The Only Son involves a parent's disappointing trip to stay with her offspring in Tokyo, though the child is in this case a good person and behaves towards his parent in exemplary fashion: it's almost the anti-
Tokyo Story, and the film's beautiful, subtle tragedy rests on the difference between the son becoming a good man and a Great Man.
Brothers and Sisters anticipates the later film's plot thread of shuttling the (unwanted) parents from sibling to sibling, and ultimately outside the immediate family. This is hardly original to Ozu (it was hardly original to Shakespeare), but it's interesting to see how differently he handles the situation in the two films.
Brothers and Sisters is far more didactic and theatrical that
Tokyo Story, and the (mis)treatment culminates in a dressing-down by the newly returned youngest sibling (like Cordelia returning from France to bitch-slap Goneril and Regan into line – maybe this is the anti-
Ran?) It's nevertheless a terrific film. Ozu employs a lot of long shots, possibly to ensure that we take note of the architectural details that say so much about the characters, and he's working on the sprawling narrative scale that he'd refine to some kind of perfection in
Early Summer. When the narrative strays slightly, Ozu delivers some real gems of scenes: the grandmother's time out with her grandson; Setsuko's satirical deconstruction of the highfalutin guests' leftovers. The conclusion of the film may be tidy and theatrical, but Ozu manages to contrive a gorgeous open ending with his whimsical final shot of Shojiro running across the beach (and away from commitment).
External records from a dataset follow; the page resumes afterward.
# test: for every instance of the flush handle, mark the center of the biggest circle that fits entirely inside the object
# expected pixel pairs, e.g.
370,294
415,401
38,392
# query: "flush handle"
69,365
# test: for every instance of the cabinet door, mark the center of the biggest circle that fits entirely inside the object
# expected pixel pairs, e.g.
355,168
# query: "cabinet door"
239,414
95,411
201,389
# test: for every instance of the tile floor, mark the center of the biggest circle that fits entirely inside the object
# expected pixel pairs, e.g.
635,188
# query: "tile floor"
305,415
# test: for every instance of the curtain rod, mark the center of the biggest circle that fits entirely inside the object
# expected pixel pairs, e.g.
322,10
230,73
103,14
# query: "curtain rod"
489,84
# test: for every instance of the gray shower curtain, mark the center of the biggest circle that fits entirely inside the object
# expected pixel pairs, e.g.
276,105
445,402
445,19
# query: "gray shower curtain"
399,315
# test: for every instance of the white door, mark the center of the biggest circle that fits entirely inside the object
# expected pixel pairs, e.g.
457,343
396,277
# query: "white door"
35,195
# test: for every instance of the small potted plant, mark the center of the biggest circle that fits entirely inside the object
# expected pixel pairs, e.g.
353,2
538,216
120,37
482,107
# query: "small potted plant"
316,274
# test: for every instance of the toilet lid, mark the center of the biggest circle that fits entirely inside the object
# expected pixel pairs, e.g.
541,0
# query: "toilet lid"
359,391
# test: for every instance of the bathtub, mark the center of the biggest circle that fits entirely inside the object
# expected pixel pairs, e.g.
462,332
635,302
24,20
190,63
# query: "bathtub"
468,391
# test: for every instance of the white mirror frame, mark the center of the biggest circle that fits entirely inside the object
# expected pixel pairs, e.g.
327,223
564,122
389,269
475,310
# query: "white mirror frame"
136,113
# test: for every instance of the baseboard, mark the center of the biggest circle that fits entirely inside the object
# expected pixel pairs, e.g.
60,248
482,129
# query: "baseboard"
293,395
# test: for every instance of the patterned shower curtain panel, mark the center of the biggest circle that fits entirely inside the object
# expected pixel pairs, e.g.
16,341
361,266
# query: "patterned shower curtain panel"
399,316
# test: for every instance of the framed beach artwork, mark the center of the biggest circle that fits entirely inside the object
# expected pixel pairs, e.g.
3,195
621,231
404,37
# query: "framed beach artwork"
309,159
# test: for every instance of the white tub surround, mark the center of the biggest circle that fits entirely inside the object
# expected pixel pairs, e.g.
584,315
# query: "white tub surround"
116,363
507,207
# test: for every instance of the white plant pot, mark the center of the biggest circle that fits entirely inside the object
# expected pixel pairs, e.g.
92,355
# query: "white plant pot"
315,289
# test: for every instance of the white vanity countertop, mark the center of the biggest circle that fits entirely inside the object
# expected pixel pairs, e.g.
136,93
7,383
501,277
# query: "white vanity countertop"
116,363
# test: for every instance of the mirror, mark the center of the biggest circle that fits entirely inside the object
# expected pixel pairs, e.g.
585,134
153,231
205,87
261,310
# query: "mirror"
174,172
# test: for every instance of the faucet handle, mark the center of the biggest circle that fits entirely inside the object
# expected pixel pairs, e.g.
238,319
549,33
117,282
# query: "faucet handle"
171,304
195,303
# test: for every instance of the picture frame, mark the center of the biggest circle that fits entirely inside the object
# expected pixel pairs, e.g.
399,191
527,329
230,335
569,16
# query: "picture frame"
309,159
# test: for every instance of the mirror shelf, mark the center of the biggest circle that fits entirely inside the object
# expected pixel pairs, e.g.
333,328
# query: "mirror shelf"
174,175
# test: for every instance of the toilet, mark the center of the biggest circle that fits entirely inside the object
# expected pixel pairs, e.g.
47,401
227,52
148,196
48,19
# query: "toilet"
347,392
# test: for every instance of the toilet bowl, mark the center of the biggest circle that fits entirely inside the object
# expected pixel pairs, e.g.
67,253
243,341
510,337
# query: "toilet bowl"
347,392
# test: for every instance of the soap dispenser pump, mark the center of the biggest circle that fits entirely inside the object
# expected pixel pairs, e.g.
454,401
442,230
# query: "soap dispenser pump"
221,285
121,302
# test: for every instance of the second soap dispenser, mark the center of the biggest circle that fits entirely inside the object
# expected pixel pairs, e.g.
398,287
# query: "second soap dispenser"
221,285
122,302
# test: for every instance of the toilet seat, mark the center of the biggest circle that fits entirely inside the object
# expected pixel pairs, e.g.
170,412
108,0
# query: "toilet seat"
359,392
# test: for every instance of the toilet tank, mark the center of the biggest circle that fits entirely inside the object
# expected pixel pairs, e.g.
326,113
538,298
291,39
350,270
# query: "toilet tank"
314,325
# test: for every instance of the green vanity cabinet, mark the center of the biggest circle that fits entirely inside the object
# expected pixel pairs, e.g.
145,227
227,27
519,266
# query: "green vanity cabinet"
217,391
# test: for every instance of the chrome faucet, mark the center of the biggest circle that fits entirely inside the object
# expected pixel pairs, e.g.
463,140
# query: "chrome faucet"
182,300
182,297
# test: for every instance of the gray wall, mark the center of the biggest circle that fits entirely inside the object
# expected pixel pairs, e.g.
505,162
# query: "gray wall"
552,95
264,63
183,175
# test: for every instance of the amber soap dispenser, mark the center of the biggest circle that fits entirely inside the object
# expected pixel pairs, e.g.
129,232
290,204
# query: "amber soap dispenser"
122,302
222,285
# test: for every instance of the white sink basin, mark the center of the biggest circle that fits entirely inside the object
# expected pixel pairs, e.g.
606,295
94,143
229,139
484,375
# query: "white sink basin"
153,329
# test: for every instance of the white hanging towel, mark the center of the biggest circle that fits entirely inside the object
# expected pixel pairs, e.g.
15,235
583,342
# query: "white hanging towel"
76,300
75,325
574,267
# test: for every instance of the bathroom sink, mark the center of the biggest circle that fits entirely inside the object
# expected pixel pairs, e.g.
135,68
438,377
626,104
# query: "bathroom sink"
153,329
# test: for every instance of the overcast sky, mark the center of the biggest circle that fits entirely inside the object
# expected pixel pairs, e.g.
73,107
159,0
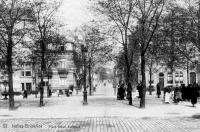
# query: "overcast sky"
75,12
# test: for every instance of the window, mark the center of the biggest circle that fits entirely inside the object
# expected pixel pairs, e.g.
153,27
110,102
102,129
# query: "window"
62,81
25,73
179,77
169,78
22,73
28,87
22,86
28,73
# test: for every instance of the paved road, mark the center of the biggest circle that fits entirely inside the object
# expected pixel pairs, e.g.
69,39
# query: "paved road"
101,124
102,114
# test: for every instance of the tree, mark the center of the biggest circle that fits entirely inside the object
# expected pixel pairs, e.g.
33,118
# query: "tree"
98,50
119,12
14,15
148,14
43,28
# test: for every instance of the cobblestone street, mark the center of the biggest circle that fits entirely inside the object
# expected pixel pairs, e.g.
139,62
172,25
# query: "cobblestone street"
102,114
101,124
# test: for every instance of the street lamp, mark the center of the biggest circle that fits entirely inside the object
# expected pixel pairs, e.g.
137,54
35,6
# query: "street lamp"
84,50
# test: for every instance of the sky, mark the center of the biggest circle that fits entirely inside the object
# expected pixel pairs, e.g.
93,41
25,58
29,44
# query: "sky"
74,13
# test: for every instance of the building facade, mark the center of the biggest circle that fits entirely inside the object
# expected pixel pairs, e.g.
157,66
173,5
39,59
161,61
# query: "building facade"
60,76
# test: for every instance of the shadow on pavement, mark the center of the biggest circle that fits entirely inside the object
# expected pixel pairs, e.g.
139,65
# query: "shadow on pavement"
196,116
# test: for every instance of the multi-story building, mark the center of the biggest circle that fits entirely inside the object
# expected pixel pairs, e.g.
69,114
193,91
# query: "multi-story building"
59,77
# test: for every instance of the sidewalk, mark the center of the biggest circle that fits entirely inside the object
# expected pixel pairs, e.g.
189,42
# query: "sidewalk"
102,114
102,104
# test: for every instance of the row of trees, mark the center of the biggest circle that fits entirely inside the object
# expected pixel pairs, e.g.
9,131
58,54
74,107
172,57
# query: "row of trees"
30,24
162,32
98,51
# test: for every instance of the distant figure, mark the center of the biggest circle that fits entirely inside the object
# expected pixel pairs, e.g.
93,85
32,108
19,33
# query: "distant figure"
183,91
121,91
177,95
158,90
25,93
167,95
193,94
139,88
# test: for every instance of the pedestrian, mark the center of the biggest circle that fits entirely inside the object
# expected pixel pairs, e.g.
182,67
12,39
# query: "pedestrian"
25,93
120,91
139,88
167,95
177,95
183,89
193,95
158,92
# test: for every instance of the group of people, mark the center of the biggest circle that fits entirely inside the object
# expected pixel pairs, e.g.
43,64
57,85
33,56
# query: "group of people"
121,91
182,93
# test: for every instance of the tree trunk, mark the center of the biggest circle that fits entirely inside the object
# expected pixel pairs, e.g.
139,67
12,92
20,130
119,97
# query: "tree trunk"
42,74
142,100
90,81
10,74
129,87
150,74
48,89
187,73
In these four films you also get a good sense of the range of Ozu. His characteristic style is steadily becoming established, and what camera movement there is is minimal, and generally incorporates some major static element (e.g. tracking to follow figures as they walk down a street or setting a camera on the running board of a car to gaze past the wheelarch and headlamps at Tokyo's tall buildings). The opening of
The Only Son, in which a chain of establishing shots, each one carefully linked to the last by some specific detail, ushers us into the silk factory, is beautiful and inimitable.
Although he's conventionally associated with middle-class subjects, in these four films he ranges from abject poverty (
An Inn in Tokyo), through working class subsistence (
Passing Fancy) and lower-middle-class impoverishment (
The Only Son) to the haute-bourgeois-fallen-on-hard-times Toda Family. In each film, money is a key issue, but it's treated differently from film to film. In the silent films, money is a central plot device, and we become acutely aware of the role specific amounts of money play in the lives of the characters (so much for a meal, so much for a doctor, so much for a stray dog). In
The Only Son, money is less concrete, but it takes on an enormous symbolic weight: rather than serving the ends of plot, it defines or limits the relationships between characters. The mother's monetary investment in her son's education represents the life she's sacrificed for him; the son's borrowing from his colleagues represents the degree by which he has fallen short of his mother's hopes of success. With that build-up, the mother's parting gift (money for her grandson), while remaining completely ordinary, becomes completely heartbreaking.